Let me know how you get on, I don't have much time to write code at the moment but I'm happy to have you bounce ideas off me if you get stuck.

Cheers, Dan

john-dalsgaard commented 8 years ago

Make sure the app is running in a single execution context. If there are multiple JS interpreters running with their own copies of the database in memory the handset might be struggling to handle the load

I am not sure what you mean by this? Is that something I have to set deliberately?

The way I load it is like this:

/lib/data/factory.js

var Alloy = require('alloy'), Backbone = require('alloy/backbone'), _ = require('alloy/underscore')._;
var scule  = require('com.scule');
var password = 'xxxxx';
var protocol = 'scule+titanium://';
scule.debug(true);

// Return meta data collections
exports.version = scule.factoryCollection(protocol+'version', {secret:password});
exports.syncStatus = scule.factoryCollection(protocol+'syncStatus', {secret:password});
exports.boasts = scule.factoryCollection(protocol+'boasts', {secret:password});
:
:

And then in my controllers I do something like this:

var DataFactory = require('data/factory');
var users = DataFactory.users;

function getUser(crit){
    var user = null;
    var crit = (crit) ? crit : {};
    if(users.getLength() > 0) {
        var result = users.find(crit, {$limit:1, $sort:{lastLogin:-1}});
        user = result[0];
    }
    return user;
};

function updateLastLogin(user) {
    if(user){
        var xUser = null;
       if(user.key && user.key !== ''){
            xUser = getUser({key:user.key});
        }
        xUser['lastLogin'] = new Date();
        users.save(xUser);
        users.commit();
    }
};

I would think that was in line with what I have seen in the documentation - but please correct my if I am wrong!

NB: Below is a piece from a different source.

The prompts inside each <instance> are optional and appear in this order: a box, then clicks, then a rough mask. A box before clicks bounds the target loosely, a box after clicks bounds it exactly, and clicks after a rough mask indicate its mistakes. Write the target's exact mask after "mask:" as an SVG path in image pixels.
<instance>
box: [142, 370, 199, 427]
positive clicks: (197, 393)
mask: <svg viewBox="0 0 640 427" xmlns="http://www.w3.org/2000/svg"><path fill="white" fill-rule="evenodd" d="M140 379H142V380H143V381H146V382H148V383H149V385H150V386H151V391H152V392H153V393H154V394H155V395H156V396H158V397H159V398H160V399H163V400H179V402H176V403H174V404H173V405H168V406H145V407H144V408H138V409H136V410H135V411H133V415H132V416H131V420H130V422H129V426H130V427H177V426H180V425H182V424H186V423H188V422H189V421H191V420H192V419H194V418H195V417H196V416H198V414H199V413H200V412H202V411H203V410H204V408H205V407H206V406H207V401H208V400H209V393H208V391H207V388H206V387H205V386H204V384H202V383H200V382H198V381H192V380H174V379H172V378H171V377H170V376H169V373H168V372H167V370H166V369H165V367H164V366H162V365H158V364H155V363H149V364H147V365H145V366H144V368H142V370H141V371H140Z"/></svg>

As for the way I update the datasets/collections I think it is Ok. For bulk updates (e.g. sync with service) I typically traverse the data returned from the Ajax call, find the record, and do whatever manipulation is needed and do a collection.save(record) for each. And then a commit when all work is done.

I have tested on an iPhone 4 - which is not quick, I know. I did some jQuery Mobile development on the same device 3-4 years ago - and found it was slow (i.e. Javascript in the browser) - which led me to ask you. The problems on loading in Android are even bigger.... I am not absolutely sure this is due to SculeJS - but combined with the previous experience about Javascript I thought I'ld ask you.

Do you have any suggestions as to how I can get closer to determining whether SculeJS is the culprit or not? Is there any debugging I can enable - or some performance metrics I can dig into?